Then - just add it as another operator in Azure :).

It's not more than yet-another-operator for Azure service. It would be
a different story if it was a different "service" - with completely
different stakeholders and maintenance burden involved.
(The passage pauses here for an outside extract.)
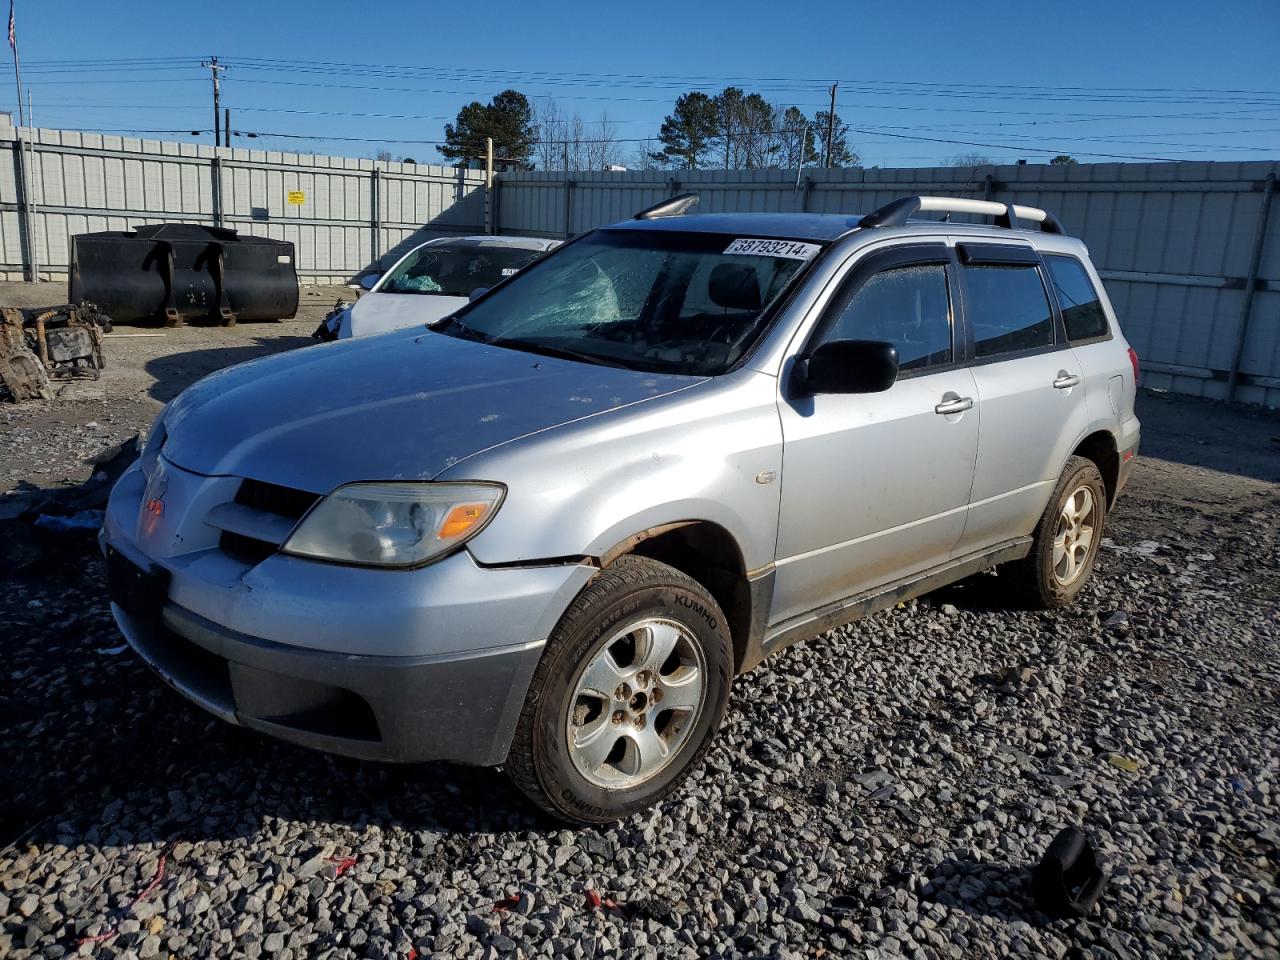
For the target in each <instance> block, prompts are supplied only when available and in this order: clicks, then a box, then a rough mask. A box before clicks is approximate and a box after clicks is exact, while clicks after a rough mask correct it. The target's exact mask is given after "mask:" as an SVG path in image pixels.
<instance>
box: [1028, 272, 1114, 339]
mask: <svg viewBox="0 0 1280 960" xmlns="http://www.w3.org/2000/svg"><path fill="white" fill-rule="evenodd" d="M1044 262H1046V264H1047V265H1048V275H1050V279H1051V280H1052V282H1053V293H1055V294H1057V306H1059V308H1061V311H1062V323H1064V324H1065V326H1066V339H1069V340H1071V342H1073V343H1075V342H1076V340H1088V339H1093V338H1096V337H1106V335H1107V334H1108V333H1110V330H1108V329H1107V315H1106V312H1105V311H1103V310H1102V301H1101V300H1098V292H1097V289H1096V288H1094V287H1093V282H1092V280H1091V279H1089V275H1088V273H1085V270H1084V264H1082V262H1080V261H1079V260H1076V259H1075V257H1068V256H1046V257H1044Z"/></svg>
Being a "just
another Azure operator" it adds very little overhead and generally we
do not need to discuss it - just getting good quality PR with tests,
docs etc. is enough.

On Mon, Mar 11, 2024 at 6:27 PM Blain David <david.bl...@infrabel.be> wrote:
>
> Hello Jarek,
>
> There is no particular need to add this into a separate provider, I just did 
> it as I wanted to deploy it myself, it could perfectly reside within the 
> Microsoft Azure provider one.
>
> There is nothing special about it, except it depends on the msgraph-core 
> dependency (which is light and doesn't have the generated client code the 
> msgraph-sdk has which we don't need in Airflow) which facilitates the REST 
> calls.
> In my first POC it used the full msgraph-sdk dependency, which did not make 
> sense unless you would use the full blow client through the Hook in Airflow.
> But as the main focus of this provider was to avoid as much as possible 
> custom python code in our DAG's, it made no sense.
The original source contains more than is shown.